Perhaps no institution in America has fought harder and longer for the sanctity of human life than has the Catholic Church, which is why it’s surprising to find that the two lobbyists at the Iowa Statehouse from the Iowa Catholic Conference are registered as “undecided” as of now on HF 153.

Not only does this bill begin with the most righteous and American premise about the sanctity of life, but its wording also asserts a dually important premise that courts don’t make law and have no authority to try and do so not granted to them by the other two branches refusing to assert their constitutional authority.

“We had absolutely riveting personal stories from two women who had had abortions,” State Rep. Pearson said. “They spoke of the physical pain of the abortion and the sound of the vacuum. Both cried out for the ‘doctors’ to stop. One woman was held down by a handful of staff. The guilt and shame of the abortions lead them down a path of further destruction (suicide attempts, drug/alcohol abuse) until they felt the forgiveness and healing from Jesus Christ. They were so brave!  When they realized that the bill had passed its first hurdle they cried and thanked the Lord.”
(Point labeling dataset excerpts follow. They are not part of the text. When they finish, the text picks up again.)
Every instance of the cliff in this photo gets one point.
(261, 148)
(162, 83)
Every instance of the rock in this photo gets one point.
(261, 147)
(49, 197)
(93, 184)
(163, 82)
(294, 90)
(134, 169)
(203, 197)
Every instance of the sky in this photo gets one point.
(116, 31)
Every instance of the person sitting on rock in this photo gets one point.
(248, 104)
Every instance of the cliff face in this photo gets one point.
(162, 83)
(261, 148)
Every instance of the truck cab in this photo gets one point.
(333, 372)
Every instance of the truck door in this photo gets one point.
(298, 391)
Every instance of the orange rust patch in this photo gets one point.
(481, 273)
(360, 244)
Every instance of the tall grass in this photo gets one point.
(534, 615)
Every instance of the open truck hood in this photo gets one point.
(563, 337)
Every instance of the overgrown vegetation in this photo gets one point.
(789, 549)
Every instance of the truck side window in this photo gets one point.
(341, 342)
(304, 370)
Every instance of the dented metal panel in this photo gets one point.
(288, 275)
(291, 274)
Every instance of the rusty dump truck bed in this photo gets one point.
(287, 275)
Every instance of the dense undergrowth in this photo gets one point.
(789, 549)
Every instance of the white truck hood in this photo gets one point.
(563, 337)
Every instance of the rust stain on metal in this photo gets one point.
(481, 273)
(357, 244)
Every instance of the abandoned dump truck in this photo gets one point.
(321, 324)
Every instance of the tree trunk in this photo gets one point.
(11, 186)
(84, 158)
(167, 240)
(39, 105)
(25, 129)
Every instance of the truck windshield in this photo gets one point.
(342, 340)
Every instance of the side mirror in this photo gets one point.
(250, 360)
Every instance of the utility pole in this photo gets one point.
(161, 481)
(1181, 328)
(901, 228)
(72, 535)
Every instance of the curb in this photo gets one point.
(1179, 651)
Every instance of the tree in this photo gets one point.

Opposing the bill in subcommittee was Democrat State Rep. Beth Wessel-Kroeschell. Republican State Rep. David Heaton was the deciding vote that sent HF 153 to the full 21-member Iowa House Human Resources Committee. A majority of that committee’s members must approve of the personhood measure before it can be voted upon for passage out of the Iowa House and sent to the Democrat-controlled State Senate.

Neither of Iowa’s twin governors, Terry Branstad and Mike Gronstal, has indicated whether or not they would allow the legislation to move forward should it pass the Iowa House. Hopefully the language limiting the jurisdiction of the Iowa Supreme Court found in the bill will become a mainstay in all legislation made by those attempting to restore America’s constitutional and natural law foundations.